Run the same queries from Step 1 and compare the results:

-- Re-run after IOPS increase — compare to baseline
SELECT
    DB_NAME(vfs.database_id)                              AS database_name,
    mf.name                                               AS file_name,
    mf.type_desc,
    vfs.num_of_reads,
    vfs.io_stall_read_ms  / NULLIF(vfs.num_of_reads,  0) AS avg_read_ms,
    vfs.num_of_writes,
    vfs.io_stall_write_ms / NULLIF(vfs.num_of_writes, 0) AS avg_write_ms
FROM sys.dm_io_virtual_file_stats(NULL, NULL) vfs
JOIN sys.master_files mf
    ON vfs.database_id = mf.database_id
    AND vfs.file_id    = mf.file_id
ORDER BY avg_read_ms DESC;

You should see lower average read and write latency and reduced PAGEIOLATCH and WRITELOG wait times. The improvement is typically visible immediately.

4

Find the Cost Sweet Spot

Once performance meets your SLA, gradually reduce IOPS to find the minimum that still satisfies your requirements. This is cost optimization that was simply impossible before Next-Gen.

  1. Confirm performance is acceptable at current IOPS
  2. Reduce the IOPS slider by 1,000–2,000 IOPS
  3. Monitor for 30–60 minutes under normal load
  4. Check wait stats and latency again
  5. Repeat until performance just meets your SLA threshold

This iterative tuning loop — detect, add, measure, reduce, repeat — is exactly how on-premises SAN engineers worked for years. Next-Gen brings that discipline to Azure SQL Managed Instance for the first time.

Automation: Adjust IOPS with Azure CLI and ARM

IOPS changes can be scripted via the Azure REST API — useful for load testing, scheduled scaling windows, or infrastructure-as-code deployments.
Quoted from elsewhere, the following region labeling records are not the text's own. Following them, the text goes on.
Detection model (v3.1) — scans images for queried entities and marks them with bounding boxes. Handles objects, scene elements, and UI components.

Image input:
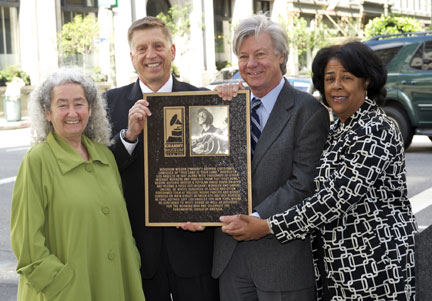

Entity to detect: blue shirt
[250,76,285,129]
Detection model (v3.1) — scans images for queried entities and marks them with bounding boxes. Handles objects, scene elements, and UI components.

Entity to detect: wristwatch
[120,129,138,144]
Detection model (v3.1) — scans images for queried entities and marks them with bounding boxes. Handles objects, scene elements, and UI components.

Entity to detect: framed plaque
[144,90,252,227]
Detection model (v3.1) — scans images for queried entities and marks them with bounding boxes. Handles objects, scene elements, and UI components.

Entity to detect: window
[61,0,98,24]
[0,1,19,69]
[60,0,98,69]
[375,46,402,66]
[410,41,432,71]
[213,0,231,65]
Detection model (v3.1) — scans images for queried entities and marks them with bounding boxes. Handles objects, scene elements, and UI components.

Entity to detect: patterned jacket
[269,99,417,301]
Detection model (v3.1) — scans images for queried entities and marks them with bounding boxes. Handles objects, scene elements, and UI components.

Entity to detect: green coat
[11,133,144,301]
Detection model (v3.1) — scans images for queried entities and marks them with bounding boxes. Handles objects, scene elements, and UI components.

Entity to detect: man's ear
[364,78,370,90]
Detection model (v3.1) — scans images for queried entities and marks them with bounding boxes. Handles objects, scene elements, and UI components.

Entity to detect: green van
[364,31,432,148]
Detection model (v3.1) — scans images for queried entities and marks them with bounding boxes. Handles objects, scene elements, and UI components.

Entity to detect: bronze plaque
[144,91,252,227]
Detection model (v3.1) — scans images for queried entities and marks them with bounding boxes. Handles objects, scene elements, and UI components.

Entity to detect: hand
[215,82,244,100]
[176,222,205,232]
[219,214,271,241]
[125,99,151,141]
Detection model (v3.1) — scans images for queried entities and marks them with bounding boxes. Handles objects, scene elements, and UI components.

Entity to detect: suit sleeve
[11,151,73,300]
[110,132,142,173]
[254,100,329,218]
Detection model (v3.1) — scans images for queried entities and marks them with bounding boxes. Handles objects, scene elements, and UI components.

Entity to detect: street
[0,128,432,301]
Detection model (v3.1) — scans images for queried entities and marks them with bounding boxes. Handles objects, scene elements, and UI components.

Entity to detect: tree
[59,15,99,66]
[364,14,422,39]
[156,2,190,77]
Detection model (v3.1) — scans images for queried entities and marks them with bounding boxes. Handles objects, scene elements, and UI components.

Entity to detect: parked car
[364,31,432,148]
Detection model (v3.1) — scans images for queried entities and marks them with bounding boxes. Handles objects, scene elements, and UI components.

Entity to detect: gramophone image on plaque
[143,91,252,226]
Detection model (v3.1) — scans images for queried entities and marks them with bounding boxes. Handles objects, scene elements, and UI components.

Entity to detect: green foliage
[364,14,422,39]
[59,15,99,56]
[0,66,31,86]
[89,67,108,83]
[156,2,190,37]
[280,16,337,56]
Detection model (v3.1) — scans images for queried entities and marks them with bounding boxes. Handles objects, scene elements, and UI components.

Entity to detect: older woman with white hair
[11,69,144,301]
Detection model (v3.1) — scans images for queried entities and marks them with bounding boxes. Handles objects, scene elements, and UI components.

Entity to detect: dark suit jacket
[105,78,214,279]
[213,80,329,291]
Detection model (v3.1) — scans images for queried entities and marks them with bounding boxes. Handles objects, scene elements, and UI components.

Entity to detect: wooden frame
[144,90,252,227]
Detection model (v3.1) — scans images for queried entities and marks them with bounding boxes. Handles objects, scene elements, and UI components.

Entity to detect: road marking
[410,188,432,214]
[6,146,30,152]
[0,177,16,185]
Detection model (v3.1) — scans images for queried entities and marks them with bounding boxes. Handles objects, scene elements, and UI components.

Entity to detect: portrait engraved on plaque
[189,106,230,157]
[164,107,186,157]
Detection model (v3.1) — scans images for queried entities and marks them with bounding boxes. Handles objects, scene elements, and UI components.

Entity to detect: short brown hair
[128,16,172,47]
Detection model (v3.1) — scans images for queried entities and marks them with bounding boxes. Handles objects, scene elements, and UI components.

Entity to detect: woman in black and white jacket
[221,42,417,300]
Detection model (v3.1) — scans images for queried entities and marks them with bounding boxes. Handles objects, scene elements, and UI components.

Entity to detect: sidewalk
[0,114,30,131]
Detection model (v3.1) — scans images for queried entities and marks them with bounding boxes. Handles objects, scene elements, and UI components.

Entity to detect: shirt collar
[47,132,109,174]
[251,76,285,113]
[139,75,173,93]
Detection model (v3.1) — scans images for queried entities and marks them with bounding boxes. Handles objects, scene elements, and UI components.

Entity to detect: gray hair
[28,68,111,146]
[233,13,289,75]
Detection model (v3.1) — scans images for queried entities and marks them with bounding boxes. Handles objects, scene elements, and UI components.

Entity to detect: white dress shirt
[120,76,173,155]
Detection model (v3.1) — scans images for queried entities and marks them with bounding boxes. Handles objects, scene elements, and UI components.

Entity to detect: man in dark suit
[213,15,329,301]
[106,17,219,301]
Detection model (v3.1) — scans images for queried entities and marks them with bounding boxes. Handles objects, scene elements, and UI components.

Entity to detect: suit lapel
[128,79,143,105]
[252,79,294,172]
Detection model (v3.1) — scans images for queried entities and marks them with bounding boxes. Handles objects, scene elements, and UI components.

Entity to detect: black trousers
[142,238,219,301]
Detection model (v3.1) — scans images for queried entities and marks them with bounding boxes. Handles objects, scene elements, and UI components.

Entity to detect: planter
[2,95,21,121]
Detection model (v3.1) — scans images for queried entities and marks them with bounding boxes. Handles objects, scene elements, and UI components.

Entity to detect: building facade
[0,0,432,86]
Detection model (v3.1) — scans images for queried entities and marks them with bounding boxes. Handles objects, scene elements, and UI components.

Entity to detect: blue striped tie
[251,97,262,155]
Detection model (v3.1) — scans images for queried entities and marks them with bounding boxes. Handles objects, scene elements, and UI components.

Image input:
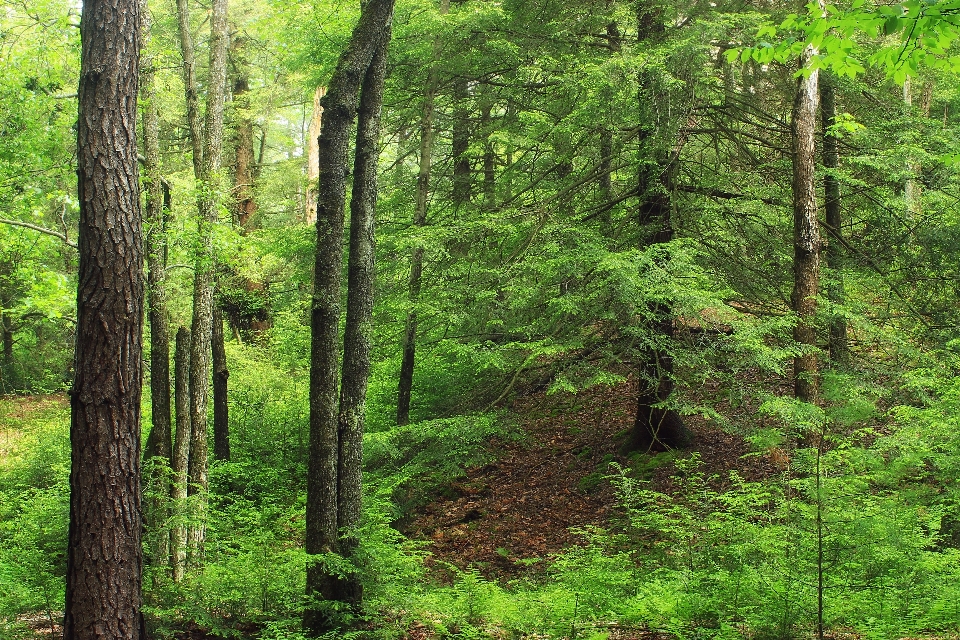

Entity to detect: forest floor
[408,382,787,580]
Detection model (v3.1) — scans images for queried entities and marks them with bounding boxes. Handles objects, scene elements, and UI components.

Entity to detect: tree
[177,0,229,550]
[304,0,394,635]
[63,0,144,640]
[397,0,450,426]
[791,42,820,402]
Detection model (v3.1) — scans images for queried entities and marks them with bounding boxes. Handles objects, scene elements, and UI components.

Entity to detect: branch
[0,218,77,249]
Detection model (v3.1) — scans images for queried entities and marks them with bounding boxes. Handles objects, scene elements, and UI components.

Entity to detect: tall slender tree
[791,42,821,402]
[304,0,394,635]
[63,0,144,640]
[820,73,848,365]
[177,0,229,549]
[397,0,450,426]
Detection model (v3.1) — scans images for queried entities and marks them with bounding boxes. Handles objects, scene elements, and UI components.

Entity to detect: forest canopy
[0,0,960,640]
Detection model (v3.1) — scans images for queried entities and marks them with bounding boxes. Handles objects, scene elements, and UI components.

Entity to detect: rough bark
[170,327,193,582]
[0,309,14,393]
[177,0,228,557]
[820,73,848,365]
[140,0,171,566]
[177,0,203,176]
[627,178,691,452]
[337,24,390,607]
[303,87,327,224]
[480,102,497,210]
[213,304,230,460]
[791,47,821,402]
[141,37,171,462]
[304,0,394,635]
[397,0,450,426]
[230,37,257,233]
[627,5,690,452]
[63,0,144,640]
[452,78,473,206]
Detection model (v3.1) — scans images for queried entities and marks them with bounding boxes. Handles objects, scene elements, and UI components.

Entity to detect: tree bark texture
[303,87,327,224]
[230,37,257,233]
[791,48,821,402]
[628,4,690,452]
[63,0,144,640]
[397,0,450,426]
[170,327,193,582]
[213,304,230,460]
[304,0,394,634]
[141,40,171,462]
[337,24,391,607]
[820,73,848,365]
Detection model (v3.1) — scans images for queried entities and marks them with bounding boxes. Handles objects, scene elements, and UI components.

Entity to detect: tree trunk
[231,36,257,233]
[397,0,450,426]
[452,78,473,207]
[177,0,228,557]
[627,6,690,452]
[820,73,848,366]
[170,327,193,582]
[0,309,14,393]
[303,87,327,224]
[304,0,394,635]
[213,304,230,460]
[480,102,497,210]
[141,40,171,462]
[792,47,821,402]
[177,0,203,177]
[337,23,391,608]
[63,0,144,640]
[140,0,171,566]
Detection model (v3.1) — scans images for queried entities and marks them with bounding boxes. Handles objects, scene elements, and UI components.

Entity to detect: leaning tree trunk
[627,6,690,452]
[304,0,394,635]
[63,0,144,640]
[792,47,820,402]
[397,0,450,426]
[231,37,257,233]
[820,74,848,365]
[170,327,193,582]
[213,304,230,460]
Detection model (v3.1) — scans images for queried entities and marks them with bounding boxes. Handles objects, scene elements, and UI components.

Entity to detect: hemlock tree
[303,0,394,635]
[63,0,144,640]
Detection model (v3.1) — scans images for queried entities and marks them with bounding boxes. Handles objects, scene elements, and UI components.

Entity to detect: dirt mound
[410,382,778,579]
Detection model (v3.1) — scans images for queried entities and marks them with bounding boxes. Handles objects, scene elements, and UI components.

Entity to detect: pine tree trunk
[213,304,230,460]
[627,5,690,451]
[0,309,14,393]
[452,79,473,207]
[337,24,391,608]
[792,48,821,402]
[820,73,848,366]
[231,36,257,233]
[303,87,327,224]
[177,0,228,558]
[304,0,394,635]
[170,327,193,582]
[63,0,144,640]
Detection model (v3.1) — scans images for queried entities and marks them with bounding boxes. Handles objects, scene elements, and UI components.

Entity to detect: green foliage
[364,414,515,519]
[0,398,70,637]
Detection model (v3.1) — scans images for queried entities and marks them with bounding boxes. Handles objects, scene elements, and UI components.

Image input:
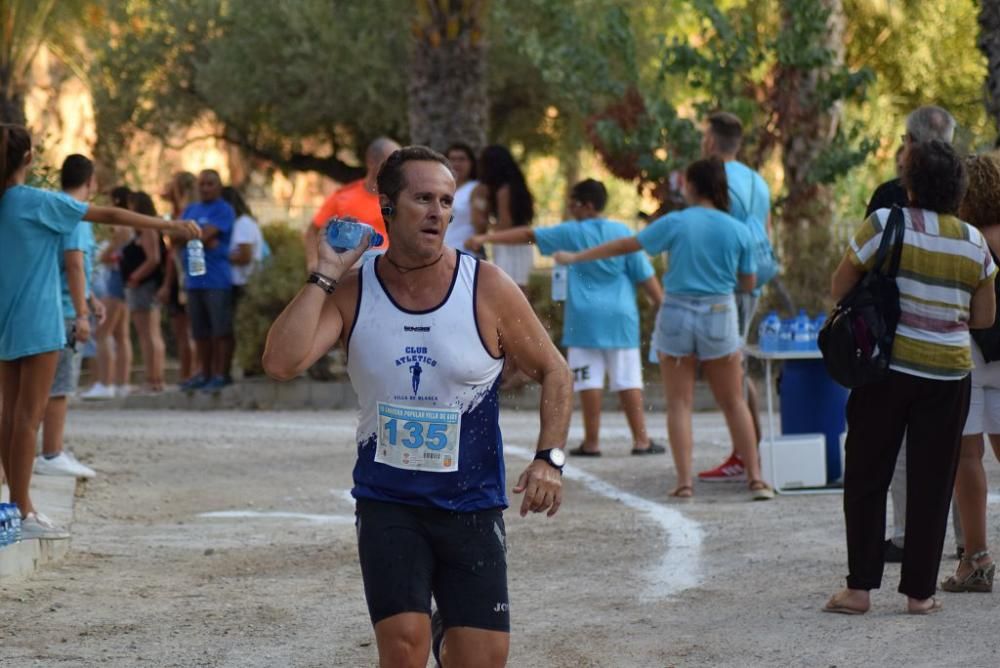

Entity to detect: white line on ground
[504,445,702,600]
[198,510,354,524]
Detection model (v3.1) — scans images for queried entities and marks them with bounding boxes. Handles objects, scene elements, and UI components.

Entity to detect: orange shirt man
[313,179,389,251]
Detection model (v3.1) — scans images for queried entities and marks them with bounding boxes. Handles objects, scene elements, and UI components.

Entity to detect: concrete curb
[0,475,76,582]
[73,377,732,412]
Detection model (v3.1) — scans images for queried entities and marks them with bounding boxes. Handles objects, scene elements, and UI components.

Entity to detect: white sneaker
[80,383,115,400]
[34,452,97,478]
[21,512,69,540]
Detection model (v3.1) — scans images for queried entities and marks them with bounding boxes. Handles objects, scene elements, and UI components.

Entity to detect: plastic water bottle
[757,311,781,353]
[778,319,795,352]
[792,309,813,352]
[0,503,13,547]
[187,239,206,276]
[552,264,569,302]
[326,217,383,253]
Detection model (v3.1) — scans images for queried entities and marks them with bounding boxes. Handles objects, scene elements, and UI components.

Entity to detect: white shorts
[962,341,1000,436]
[492,244,535,287]
[566,348,642,392]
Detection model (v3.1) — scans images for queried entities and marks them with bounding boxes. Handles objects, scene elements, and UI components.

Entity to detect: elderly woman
[824,141,996,614]
[941,155,1000,592]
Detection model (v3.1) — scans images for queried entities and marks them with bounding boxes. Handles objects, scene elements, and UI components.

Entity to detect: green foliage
[236,224,305,374]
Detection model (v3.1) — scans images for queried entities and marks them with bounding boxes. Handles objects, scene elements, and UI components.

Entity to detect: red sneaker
[698,454,747,482]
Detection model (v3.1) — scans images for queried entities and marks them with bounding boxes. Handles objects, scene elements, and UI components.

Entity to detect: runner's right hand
[316,227,371,281]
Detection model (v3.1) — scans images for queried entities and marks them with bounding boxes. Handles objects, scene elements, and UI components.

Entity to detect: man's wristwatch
[535,448,566,473]
[306,271,337,295]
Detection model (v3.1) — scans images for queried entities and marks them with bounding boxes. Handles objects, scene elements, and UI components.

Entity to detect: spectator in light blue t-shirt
[0,123,200,540]
[181,169,236,391]
[698,111,771,482]
[466,179,666,457]
[554,158,774,499]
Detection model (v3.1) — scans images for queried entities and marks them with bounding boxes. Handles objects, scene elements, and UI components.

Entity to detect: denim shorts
[653,295,742,360]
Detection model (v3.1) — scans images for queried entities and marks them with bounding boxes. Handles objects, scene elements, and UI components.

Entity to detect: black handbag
[819,206,906,389]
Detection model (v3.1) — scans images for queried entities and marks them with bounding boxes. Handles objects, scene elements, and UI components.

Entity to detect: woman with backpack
[823,141,997,615]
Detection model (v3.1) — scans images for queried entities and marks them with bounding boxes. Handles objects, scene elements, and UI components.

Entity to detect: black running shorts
[356,499,510,633]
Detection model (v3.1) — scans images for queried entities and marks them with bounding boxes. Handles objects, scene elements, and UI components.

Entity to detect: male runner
[263,146,572,666]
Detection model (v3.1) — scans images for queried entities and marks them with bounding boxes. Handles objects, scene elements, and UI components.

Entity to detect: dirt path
[0,411,1000,668]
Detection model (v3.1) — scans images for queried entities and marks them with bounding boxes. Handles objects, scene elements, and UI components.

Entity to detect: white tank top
[347,252,507,511]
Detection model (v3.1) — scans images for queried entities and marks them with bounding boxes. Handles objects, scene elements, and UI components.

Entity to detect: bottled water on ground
[792,309,813,352]
[187,239,206,276]
[552,264,569,302]
[326,218,383,253]
[757,311,781,353]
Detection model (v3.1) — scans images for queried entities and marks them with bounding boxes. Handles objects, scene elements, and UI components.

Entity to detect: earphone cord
[382,251,444,274]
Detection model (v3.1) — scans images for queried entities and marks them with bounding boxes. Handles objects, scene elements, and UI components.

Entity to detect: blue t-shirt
[726,160,771,223]
[0,186,87,360]
[535,218,653,348]
[59,220,97,319]
[181,199,236,290]
[637,206,757,296]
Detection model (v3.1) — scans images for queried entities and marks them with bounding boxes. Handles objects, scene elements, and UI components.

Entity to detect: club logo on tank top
[392,346,438,401]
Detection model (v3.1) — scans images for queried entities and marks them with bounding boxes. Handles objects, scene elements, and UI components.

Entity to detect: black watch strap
[306,271,337,295]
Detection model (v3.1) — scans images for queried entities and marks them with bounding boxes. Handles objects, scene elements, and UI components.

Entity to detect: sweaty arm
[479,265,573,517]
[969,278,997,329]
[552,237,642,264]
[830,253,865,302]
[262,228,368,380]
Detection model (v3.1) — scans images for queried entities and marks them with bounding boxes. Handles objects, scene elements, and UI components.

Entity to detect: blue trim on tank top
[372,251,463,315]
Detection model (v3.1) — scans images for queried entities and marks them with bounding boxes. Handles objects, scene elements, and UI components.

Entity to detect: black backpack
[819,206,906,389]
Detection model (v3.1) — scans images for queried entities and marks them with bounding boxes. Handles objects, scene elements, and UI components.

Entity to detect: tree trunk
[774,0,844,310]
[976,0,1000,130]
[408,0,489,151]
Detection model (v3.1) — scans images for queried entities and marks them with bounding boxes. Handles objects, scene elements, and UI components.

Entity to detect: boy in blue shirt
[181,169,236,391]
[466,179,666,457]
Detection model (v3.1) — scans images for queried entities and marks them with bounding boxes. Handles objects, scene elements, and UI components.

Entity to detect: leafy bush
[236,224,306,375]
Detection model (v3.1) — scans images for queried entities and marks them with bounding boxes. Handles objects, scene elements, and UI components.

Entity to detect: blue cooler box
[778,360,849,483]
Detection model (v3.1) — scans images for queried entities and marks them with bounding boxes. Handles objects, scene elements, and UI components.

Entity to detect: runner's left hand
[514,460,562,517]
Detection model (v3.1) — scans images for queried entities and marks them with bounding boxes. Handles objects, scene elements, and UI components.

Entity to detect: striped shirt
[848,208,997,380]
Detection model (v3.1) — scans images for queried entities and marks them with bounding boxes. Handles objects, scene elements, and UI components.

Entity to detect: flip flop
[822,596,868,615]
[569,443,601,457]
[670,485,694,499]
[632,439,667,455]
[906,596,944,615]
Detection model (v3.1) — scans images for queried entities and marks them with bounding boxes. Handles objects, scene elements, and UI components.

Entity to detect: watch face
[549,448,566,468]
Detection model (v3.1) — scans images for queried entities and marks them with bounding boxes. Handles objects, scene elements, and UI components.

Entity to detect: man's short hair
[706,111,743,153]
[569,179,608,211]
[375,146,451,204]
[59,153,94,190]
[900,139,969,213]
[906,105,957,144]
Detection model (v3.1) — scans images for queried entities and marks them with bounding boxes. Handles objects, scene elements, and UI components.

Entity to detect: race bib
[375,401,462,473]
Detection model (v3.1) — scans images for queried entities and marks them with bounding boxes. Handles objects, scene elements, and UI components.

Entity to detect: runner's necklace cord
[382,251,444,274]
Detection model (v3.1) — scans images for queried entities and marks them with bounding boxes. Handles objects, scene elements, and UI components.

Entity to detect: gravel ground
[0,411,1000,668]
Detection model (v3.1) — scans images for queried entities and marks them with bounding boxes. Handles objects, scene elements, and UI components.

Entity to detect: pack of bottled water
[0,503,21,547]
[757,309,826,353]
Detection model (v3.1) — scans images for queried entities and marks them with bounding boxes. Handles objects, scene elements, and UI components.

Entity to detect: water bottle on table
[757,311,781,353]
[326,217,383,253]
[187,239,206,276]
[552,264,569,302]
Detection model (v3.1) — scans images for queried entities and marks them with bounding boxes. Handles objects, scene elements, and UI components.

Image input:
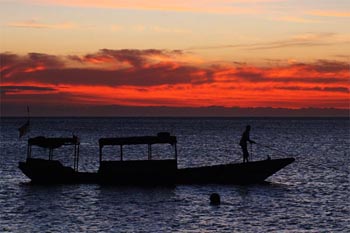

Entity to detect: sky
[0,0,350,116]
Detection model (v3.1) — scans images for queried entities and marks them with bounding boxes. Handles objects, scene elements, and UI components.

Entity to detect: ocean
[0,117,350,232]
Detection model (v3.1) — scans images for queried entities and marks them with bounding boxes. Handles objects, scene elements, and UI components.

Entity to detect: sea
[0,117,350,233]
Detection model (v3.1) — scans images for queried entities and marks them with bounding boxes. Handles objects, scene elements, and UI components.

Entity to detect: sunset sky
[0,0,350,115]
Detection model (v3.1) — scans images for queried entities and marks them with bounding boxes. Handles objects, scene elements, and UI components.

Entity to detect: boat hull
[19,158,294,185]
[177,158,295,184]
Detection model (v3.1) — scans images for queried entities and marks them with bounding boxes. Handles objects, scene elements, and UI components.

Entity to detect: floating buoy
[210,193,221,205]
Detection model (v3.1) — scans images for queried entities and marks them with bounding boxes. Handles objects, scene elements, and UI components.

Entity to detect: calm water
[0,118,350,232]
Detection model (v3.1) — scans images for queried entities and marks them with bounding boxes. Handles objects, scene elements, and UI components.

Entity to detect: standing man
[239,125,255,163]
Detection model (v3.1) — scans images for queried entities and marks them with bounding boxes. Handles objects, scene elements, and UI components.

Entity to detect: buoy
[210,193,220,205]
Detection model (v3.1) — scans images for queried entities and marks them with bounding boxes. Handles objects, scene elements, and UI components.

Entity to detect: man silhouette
[239,125,255,163]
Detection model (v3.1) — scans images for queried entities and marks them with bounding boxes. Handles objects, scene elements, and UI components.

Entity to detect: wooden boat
[19,133,294,185]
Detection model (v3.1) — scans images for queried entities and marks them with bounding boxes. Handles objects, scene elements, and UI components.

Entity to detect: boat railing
[99,132,177,164]
[27,135,80,171]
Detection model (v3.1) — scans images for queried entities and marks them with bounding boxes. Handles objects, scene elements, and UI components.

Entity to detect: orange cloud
[307,10,350,18]
[0,49,350,108]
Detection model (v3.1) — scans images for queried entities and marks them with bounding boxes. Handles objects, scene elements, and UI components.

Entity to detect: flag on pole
[18,106,30,138]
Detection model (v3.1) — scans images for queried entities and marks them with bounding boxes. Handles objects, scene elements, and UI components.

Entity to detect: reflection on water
[0,118,350,232]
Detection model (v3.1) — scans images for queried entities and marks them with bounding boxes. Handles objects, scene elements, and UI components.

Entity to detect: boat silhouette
[19,132,295,185]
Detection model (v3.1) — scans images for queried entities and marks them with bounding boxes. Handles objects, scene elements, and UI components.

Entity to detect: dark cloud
[0,53,65,78]
[0,86,57,93]
[274,86,349,93]
[6,63,213,86]
[68,49,183,67]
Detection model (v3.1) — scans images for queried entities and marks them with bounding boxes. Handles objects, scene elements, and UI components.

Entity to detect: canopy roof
[28,136,79,149]
[99,133,177,147]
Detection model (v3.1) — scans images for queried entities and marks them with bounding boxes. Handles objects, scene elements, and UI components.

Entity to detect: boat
[19,132,295,185]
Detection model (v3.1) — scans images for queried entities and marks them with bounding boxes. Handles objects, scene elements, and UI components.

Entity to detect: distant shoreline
[0,105,350,118]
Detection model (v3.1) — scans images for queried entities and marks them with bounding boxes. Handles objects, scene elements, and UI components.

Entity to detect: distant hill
[0,104,350,117]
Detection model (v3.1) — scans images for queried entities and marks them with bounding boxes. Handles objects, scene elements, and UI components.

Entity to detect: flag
[18,120,30,138]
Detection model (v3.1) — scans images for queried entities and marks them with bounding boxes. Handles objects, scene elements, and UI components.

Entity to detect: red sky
[0,49,349,115]
[0,0,350,116]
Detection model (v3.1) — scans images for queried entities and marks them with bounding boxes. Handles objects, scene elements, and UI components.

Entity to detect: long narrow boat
[19,133,294,185]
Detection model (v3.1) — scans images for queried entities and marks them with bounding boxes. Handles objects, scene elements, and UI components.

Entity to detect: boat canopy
[99,133,176,147]
[28,136,80,149]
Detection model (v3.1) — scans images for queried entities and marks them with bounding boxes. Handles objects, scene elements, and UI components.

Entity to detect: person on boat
[239,125,255,163]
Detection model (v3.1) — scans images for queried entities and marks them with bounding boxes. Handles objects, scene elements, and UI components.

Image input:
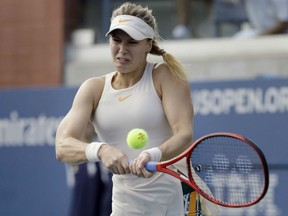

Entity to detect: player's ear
[147,40,152,53]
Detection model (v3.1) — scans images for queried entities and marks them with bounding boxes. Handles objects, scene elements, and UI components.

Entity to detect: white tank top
[93,63,172,160]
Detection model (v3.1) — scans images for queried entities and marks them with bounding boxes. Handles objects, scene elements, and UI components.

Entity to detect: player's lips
[117,57,129,63]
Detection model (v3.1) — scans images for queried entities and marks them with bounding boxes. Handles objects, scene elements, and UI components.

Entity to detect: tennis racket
[145,133,269,208]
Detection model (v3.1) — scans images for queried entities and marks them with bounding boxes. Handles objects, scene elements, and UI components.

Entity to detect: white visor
[106,15,155,40]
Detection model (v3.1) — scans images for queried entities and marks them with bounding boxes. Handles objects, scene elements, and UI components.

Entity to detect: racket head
[185,133,269,208]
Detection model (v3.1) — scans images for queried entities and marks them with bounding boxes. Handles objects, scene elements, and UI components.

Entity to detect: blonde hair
[111,2,187,80]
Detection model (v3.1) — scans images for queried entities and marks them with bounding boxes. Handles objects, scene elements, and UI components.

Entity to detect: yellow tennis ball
[127,128,149,149]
Azure CLI — Update IOPS on an Existing Instance

# Adjust IOPS on an existing Next-Gen Managed Instance
# Replace values in angle brackets with your actual resource details
az rest \
  --method patch \
  --url "https://management.azure.com/subscriptions/<subscription-id>/resourceGroups/<resource-group>/providers/Microsoft.Sql/managedInstances/<instance-name>?api-version=2024-11-01-preview" \
  --body "{
    \"properties\": {
      \"storageIOps\": 8000
    }
  }"

ARM Template — Deploy New Instance with Next-Gen Enabled

{
  "type": "Microsoft.Sql/managedInstances",
  "apiVersion": "2024-11-01-preview",
  "name": "mi-nextgen-example",
  "location": "eastus",
  "sku": {
    "name": "GP_Gen5",
    "tier": "GeneralPurpose",
    "capacity": 8
  },
  "properties": {
    "storageSizeInGB": 1024,
    "isGeneralPurposeV2": true,
    "storageIOps": 8000
  }
}

The isGeneralPurposeV2: true flag is what enables Next-Gen General Purpose. Without it, the instance deploys on the legacy page blob architecture. The storageIOps property sets the provisioned IOPS — set it to 0 or omit it to use the free baseline only.

Summary

Azure SQL Managed Instance Next-Gen General Purpose is one of the most operationally significant upgrades Microsoft has made to the platform. The move from page blobs to Elastic SAN is not cosmetic — it unlocks a fundamentally different model for managing database performance in Azure.

What ChangedImpact
Storage backendAzure Elastic SAN — faster, more consistent, decoupled from compute
IOPS controlDirect provisioning via slider — online, no restart
Memory control49 memory configurations independent of vCores
Free baseline IOPS3 IOPS per GB, minimum 300 IOPS per server — included in storage price
Extra IOPS cost~$38/1,000 IOPS/month in East US — far cheaper than a vCore upgrade
Change timeTypically within 5 minutes — in-place upgrade
Max IOPS1,600 per vCore, hard cap at 80,000
Zone redundancyNot available in Next-Gen GP — use standard GP or Business Critical

For years, DBAs have been forced to overprovision compute to fix storage problems. Next-Gen General Purpose ends that. If you run Managed Instance today and care about performance, enabling Next-Gen is not optional — it is the new baseline.